Feb 13

gcc version comparison, part 1.5/n: corrections

In my previous post, I discussed the size of libxul as compiled by various versions of GCC.  Due to some configuration quirks, it turns out that the comparison was flawed.

To recap: GCC versions 4.5-4.7 contained, among other things, vtables and their associated relocations for classes that were never instantiated.  I theorized that some compiler optimization must have been responsible for this, and that this compiler optimization must have gotten disabled in those versions.  Thinking about it afterwards, it turned out that there was a simple way to check this theory: examine the object files for the vtables.  Some objects compiled by versions 4.5-4.7 must have the vtables, and no objects from versions 4.4 and 4.8 should contain the vtables.  So let’s check, using nsIDOMSVGTextElement as an example:

[froydnj@cerebro froydnj]$ for d in 4 5 6 7 8; do
  for o in $(find build-mozilla-gcc-4${d}/ -name '*.o'); do
    if readelf -sW $o |c++filt| grep -q 'vtable for nsIDOMSVGTextElement' 2>/dev/null; then
      echo $o; readelf -sW $o |c++filt|grep 'vtable for nsIDOMSVGTextElement'
   971: 0000000000000000   856 OBJECT  WEAK   HIDDEN  450 vtable for nsIDOMSVGTextElement
  1241: 0000000000000000   856 OBJECT  WEAK   HIDDEN  676 vtable for nsIDOMSVGTextElement
  1021: 0000000000000000   856 OBJECT  WEAK   HIDDEN  498 vtable for nsIDOMSVGTextElement
  1075: 0000000000000000   856 OBJECT  WEAK   HIDDEN  533 vtable for nsIDOMSVGTextElement
   831: 0000000000000000   856 OBJECT  WEAK   HIDDEN  532 vtable for nsIDOMSVGTextElement

So all versions of the compiler are generating the vtables that are sometimes present and sometimes not in the compiled libxul.  Why do the vtables sometimes disappear?

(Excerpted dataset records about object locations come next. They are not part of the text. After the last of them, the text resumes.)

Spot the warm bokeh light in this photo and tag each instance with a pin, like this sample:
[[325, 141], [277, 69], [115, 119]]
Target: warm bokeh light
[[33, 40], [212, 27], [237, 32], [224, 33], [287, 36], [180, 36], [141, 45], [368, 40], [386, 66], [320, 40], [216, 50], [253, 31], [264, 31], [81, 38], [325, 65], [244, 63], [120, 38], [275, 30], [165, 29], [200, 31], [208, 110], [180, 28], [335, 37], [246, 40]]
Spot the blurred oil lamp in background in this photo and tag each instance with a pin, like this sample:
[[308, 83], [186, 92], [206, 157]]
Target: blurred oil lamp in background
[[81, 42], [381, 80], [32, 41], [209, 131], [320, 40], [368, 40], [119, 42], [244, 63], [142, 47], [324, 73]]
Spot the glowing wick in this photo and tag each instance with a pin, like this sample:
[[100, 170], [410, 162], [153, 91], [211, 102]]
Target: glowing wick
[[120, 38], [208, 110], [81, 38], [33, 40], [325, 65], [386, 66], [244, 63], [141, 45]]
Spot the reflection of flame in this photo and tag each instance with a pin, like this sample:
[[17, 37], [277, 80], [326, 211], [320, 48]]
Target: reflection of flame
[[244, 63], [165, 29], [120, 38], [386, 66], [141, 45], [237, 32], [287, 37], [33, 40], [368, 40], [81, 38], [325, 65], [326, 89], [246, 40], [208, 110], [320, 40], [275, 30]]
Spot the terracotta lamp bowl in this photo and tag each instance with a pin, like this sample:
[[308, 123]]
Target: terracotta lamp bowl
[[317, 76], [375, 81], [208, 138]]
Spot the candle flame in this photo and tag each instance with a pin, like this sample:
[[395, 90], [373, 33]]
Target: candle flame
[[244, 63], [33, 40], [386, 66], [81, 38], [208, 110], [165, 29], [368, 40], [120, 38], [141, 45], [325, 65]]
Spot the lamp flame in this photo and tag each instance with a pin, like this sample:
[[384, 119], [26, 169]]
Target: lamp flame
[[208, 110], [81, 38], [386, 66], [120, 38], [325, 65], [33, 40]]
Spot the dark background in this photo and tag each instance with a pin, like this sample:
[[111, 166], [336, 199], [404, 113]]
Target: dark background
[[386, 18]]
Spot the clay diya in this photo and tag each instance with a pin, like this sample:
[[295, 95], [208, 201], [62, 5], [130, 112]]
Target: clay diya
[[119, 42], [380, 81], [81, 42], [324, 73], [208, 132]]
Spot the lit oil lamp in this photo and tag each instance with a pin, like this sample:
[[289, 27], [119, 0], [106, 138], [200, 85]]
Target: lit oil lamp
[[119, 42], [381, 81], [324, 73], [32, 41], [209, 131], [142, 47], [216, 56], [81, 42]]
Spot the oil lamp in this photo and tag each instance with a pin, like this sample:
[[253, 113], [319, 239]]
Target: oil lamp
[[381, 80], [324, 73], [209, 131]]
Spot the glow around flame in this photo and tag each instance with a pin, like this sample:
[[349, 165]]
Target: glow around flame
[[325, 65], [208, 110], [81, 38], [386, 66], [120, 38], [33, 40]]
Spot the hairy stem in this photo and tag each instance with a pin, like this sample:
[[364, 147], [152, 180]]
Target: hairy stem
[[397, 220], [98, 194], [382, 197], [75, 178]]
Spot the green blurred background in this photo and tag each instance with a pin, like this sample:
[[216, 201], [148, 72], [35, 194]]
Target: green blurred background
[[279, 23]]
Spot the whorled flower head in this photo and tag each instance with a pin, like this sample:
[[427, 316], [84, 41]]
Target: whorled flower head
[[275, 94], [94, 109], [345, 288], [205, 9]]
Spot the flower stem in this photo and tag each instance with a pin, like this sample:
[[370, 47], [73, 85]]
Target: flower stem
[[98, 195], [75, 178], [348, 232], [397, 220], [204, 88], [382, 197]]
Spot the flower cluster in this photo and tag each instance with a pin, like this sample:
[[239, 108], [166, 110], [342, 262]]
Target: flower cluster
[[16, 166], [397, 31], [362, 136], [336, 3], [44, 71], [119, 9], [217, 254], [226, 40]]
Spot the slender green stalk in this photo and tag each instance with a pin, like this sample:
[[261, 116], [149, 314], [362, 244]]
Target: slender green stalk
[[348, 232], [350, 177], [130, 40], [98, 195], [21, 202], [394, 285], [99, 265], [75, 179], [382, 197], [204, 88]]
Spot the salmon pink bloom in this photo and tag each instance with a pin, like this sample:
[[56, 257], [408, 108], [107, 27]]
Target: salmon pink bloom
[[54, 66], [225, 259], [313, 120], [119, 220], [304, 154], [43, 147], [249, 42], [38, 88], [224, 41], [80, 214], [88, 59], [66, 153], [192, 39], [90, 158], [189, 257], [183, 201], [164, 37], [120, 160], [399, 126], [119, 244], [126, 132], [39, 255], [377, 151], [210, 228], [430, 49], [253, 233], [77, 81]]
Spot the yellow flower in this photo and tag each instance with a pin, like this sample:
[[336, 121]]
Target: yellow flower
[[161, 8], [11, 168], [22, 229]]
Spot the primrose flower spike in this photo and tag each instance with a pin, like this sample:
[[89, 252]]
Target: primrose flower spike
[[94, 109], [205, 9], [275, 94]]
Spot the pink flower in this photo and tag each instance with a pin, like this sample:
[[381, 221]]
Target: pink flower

The linker on Linux systems has a --gc-sections option that eliminates unused sections from the final output file, using a form of mark and sweep garbage collection.  Normally, this is not terribly effective, since all of your program code goes into .text (resp. data into .data and so forth), and something in .text ought to be getting used.  But Mozilla is compiled with the options -ffunction-sections and -fdata-sections; -ffunction-sections gives each function its own uniquely named section and -fdata-sections does a similar thing for variables.  Using --gc-sections with the linker, then, effectively eliminates unused functions and/or variables that the compiler can’t prove are unused.  (The compiler can eliminate unused static variables from a compilation unit, for instance, but eliminating unused variables that are visible outside of a compilation unit requires the linker’s help.)  And indeed, the linking process on Linux uses this --gc-sections option.

…most of the time.  Depending on the vagaries of the GCC compiler version and the version of the linker being used, using --gc-sections can impede the debugging experience.  So bug 670659 added a check to disable --gc-sections if using that option altered the debugging information in unhelpful ways.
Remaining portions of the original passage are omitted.